Ray asked him how he was doing and the bartender replied, "I'm living on hope and dying in despair".  I had never heard that saying before but I looked it up and apparently it  has been around a long time.

   A man ordered some drinks and food for himself and his lady friend. He took the drinks over to a table and said he would wait over there for the food. He had not yet paid and the bartender called to him to say take your check so you wont forget to pay. The guy said "oh I will pay". The bartender said "I know you will".  He joked about it but let the guy know he was serious and no one was going to pull anything over on him.


The Third Man 1950




http://en.wikipedia.org/wiki/The_Third_Man

This movie made a big impression on me in 1950 when I was ten years old.
It would have been the first time I ever heard a foreign language spoken.
The first time I ever saw European architecture(Vienna Austria).
First time I ever saw such great photography.
A very adult story which I did not understand but was very interested in because of the great music and great visuals.

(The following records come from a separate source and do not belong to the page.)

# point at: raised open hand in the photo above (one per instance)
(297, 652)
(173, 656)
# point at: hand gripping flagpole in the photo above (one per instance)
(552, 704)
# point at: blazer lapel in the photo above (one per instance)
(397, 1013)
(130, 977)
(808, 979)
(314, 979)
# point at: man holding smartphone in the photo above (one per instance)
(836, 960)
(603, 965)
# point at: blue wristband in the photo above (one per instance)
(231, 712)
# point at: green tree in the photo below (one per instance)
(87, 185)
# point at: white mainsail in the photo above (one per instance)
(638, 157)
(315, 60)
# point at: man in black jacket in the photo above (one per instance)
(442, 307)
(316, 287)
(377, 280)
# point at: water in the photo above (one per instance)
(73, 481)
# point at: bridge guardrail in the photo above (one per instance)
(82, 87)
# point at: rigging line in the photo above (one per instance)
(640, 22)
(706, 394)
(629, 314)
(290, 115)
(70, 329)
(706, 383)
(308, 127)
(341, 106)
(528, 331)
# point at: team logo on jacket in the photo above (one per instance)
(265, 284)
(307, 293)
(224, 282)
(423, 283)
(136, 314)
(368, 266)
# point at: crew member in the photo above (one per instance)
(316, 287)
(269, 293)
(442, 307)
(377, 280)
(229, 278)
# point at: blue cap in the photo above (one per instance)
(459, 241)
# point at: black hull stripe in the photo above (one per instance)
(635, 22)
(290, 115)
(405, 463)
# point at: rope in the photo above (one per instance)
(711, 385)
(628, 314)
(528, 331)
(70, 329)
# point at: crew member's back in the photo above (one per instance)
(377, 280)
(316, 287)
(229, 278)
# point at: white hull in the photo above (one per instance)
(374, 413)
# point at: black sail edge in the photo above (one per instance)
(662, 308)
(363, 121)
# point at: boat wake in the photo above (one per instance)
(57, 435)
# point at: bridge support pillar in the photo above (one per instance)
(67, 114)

Over the years I have seen it again and again and enjoy it more each time.
Do you know who the Third Man was?
Carol Reed(the Director)was a genius in the making of this movie.
Graham Greene wrote the screen play and then later the novella of the same name.
The zither music was unforgetable.

I am not sure but I think I must have seen this in the Temple Theater in Meridian Mississippi. Most likely in the summer of 1950.